Boon Lay Bus Interchange is an air-conditioned bus interchange located in Jurong West Central, in the western part of Singapore. It is situated within Jurong Point and integrated with the nearby Boon Lay MRT station. This interchange serves a variety of passengers, including those from Nanyang Technological University, Jurong Industrial Estate and Tuas Industrial Estate. The interchange has been among the largest and busiest bus interchanges in Singapore, handling 31 services in the past until a few services were amended to the newer Joo Koon Bus Interchange in 2015.

History
Boon Lay Bus Interchange began operating on 1 July 1990 with services that used to terminate at the former Jurong Bus Interchange at Jurong Port Road and Jurong East Bus Interchange being re-routed to terminate there. That time, the Jurong West extension and Tuas Industrial area was still largely under development. As both areas are undergoing development, more bus services were introduced and by the early 2000s, there were about 30 bus services terminating at the interchange.

That time, there used to be an empty land beside the former interchange. In 2006, the land where the former interchange sits at and the land beside it was sold together as a 'White site' to Prime Point Development Pte.

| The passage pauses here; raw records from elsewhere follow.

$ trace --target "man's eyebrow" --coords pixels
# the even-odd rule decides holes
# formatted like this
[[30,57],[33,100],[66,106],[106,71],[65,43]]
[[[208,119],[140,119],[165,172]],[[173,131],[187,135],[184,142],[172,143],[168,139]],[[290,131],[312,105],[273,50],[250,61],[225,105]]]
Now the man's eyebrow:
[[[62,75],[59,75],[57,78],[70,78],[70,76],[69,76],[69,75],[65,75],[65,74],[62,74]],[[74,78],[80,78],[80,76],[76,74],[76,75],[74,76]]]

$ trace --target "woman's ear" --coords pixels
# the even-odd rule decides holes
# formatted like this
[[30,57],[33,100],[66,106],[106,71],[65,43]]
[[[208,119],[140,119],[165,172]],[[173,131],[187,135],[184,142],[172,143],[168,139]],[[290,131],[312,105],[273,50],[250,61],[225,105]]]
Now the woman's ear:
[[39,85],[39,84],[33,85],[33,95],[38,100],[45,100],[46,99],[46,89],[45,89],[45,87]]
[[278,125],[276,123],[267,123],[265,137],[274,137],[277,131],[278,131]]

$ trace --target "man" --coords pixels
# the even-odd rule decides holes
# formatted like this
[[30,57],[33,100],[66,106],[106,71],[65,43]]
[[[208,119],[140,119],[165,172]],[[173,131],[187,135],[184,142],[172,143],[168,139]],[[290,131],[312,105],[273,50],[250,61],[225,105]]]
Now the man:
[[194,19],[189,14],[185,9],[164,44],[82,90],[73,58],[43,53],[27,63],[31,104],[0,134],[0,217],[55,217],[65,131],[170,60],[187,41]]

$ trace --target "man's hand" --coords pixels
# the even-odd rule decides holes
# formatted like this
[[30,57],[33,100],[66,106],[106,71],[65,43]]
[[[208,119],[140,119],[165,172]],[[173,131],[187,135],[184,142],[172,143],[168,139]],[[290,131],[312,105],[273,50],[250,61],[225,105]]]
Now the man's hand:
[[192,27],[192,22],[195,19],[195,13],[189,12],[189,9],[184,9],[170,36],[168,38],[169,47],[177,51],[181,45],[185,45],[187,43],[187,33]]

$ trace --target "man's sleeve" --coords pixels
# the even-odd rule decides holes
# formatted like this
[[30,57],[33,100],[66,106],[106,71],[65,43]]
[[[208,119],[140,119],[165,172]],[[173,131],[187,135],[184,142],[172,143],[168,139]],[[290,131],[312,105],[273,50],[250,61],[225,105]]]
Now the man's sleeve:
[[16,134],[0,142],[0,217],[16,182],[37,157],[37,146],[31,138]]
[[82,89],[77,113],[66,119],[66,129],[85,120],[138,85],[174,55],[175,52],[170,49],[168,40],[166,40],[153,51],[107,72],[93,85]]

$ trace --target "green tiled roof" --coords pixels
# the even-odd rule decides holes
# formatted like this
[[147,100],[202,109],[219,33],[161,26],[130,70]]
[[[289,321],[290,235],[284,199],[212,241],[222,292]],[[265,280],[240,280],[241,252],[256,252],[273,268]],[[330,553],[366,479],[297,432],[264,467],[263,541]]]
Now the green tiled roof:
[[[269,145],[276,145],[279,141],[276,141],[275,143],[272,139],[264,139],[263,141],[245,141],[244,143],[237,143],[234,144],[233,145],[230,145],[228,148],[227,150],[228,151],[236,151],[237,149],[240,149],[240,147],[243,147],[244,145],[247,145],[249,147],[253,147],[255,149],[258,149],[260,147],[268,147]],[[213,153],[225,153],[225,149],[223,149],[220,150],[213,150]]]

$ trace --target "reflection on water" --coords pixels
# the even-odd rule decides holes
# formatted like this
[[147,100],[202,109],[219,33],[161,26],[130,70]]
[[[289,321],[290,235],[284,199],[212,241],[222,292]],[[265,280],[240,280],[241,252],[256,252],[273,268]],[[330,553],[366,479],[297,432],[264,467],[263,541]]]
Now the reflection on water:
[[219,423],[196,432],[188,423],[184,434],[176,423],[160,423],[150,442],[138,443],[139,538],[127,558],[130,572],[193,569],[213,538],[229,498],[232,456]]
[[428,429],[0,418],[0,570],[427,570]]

Ltd. and soon the land where the former interchange sits at was acquired to construct the Jurong Point Extension.

From 18 June 2006 to 26 December 2009, the interchange had it operations temporarily next to Boon Lay MRT station, at an empty plot of land surrounded by Boon Lay Way and Jurong West Street 64 while the bus interchange was being rebuilt as part of the Jurong Point extension project and this project consisted of the extension of Jurong Point (JP2), the new Boon Lay Bus Interchange and a 16-storey condominium that is known as 'The Centris'.

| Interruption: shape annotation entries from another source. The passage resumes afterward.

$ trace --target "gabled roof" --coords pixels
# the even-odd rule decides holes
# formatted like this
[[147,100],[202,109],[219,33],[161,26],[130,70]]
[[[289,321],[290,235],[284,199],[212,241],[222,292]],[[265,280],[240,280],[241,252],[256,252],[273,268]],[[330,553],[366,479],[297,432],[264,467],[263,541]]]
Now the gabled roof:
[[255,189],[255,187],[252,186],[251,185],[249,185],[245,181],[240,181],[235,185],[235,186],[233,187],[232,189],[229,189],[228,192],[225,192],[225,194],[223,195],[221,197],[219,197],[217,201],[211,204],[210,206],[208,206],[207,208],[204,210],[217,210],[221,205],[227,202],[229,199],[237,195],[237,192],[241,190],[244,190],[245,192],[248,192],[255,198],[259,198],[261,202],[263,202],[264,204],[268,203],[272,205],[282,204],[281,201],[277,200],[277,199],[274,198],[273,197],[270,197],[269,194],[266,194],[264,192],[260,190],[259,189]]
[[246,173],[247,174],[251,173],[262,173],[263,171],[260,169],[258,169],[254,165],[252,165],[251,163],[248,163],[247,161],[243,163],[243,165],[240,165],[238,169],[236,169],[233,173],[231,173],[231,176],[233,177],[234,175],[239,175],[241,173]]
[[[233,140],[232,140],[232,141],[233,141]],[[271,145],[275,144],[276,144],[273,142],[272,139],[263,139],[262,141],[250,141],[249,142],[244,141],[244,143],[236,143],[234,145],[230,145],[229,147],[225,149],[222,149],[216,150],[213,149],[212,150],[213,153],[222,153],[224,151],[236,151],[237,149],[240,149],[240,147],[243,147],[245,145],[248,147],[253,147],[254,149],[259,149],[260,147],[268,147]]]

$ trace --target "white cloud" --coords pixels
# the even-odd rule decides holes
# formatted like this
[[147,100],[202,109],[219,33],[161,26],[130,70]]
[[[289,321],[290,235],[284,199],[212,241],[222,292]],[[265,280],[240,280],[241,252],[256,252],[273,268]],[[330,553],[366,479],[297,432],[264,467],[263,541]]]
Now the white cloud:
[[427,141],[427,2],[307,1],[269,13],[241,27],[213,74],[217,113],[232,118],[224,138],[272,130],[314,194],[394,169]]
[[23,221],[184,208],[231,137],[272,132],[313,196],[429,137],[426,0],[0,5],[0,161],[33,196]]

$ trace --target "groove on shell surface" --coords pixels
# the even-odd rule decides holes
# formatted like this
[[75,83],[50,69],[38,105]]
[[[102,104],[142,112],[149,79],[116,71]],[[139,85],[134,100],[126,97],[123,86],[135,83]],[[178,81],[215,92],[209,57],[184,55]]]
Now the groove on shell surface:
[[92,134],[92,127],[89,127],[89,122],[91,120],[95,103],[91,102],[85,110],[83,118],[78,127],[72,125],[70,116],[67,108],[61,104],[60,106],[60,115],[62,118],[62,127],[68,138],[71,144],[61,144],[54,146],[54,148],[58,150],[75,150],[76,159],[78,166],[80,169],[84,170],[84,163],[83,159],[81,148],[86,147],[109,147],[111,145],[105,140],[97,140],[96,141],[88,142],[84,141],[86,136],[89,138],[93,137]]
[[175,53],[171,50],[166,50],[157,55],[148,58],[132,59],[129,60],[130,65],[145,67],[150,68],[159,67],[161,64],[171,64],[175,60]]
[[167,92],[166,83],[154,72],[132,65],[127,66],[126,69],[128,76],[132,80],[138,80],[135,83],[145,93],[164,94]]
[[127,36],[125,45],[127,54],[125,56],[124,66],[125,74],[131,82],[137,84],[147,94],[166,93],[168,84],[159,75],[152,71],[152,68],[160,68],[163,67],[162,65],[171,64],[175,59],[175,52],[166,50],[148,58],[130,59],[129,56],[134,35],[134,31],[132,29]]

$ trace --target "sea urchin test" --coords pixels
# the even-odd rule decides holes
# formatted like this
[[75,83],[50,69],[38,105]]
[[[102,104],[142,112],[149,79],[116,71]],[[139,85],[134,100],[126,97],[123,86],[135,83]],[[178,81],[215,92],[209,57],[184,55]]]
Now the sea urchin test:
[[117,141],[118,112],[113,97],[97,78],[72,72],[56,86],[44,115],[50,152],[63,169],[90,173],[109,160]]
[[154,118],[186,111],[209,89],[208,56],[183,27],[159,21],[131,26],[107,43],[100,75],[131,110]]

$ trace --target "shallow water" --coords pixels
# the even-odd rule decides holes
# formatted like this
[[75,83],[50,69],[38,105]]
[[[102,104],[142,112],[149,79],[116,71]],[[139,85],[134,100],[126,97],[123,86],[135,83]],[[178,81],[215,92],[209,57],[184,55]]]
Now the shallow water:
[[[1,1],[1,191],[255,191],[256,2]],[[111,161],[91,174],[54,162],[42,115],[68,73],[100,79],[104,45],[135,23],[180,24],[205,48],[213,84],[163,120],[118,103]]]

On 27 December 2009, the interchange moved back to its original location and all operations (except for bus Service 179, 179A and 199 which continued to operate at the temporary interchange till 7 May 2010) resumed at the re-constructed interchange located along Jurong West Central 3. Built over 20,000 square metres, it is Singapore's fourth air conditioned bus interchange and the first along the East West line. In total, it has 60 bus bays and 31 boarding/alighting wheelchair accessible berths with 22 of them being end-on and 9 of them being sawtooth (6 for boarding and 3 for alighting). Together with Boon Lay MRT station and Jurong Point, it is part of the Boon Lay Integrated Public Transport Hub.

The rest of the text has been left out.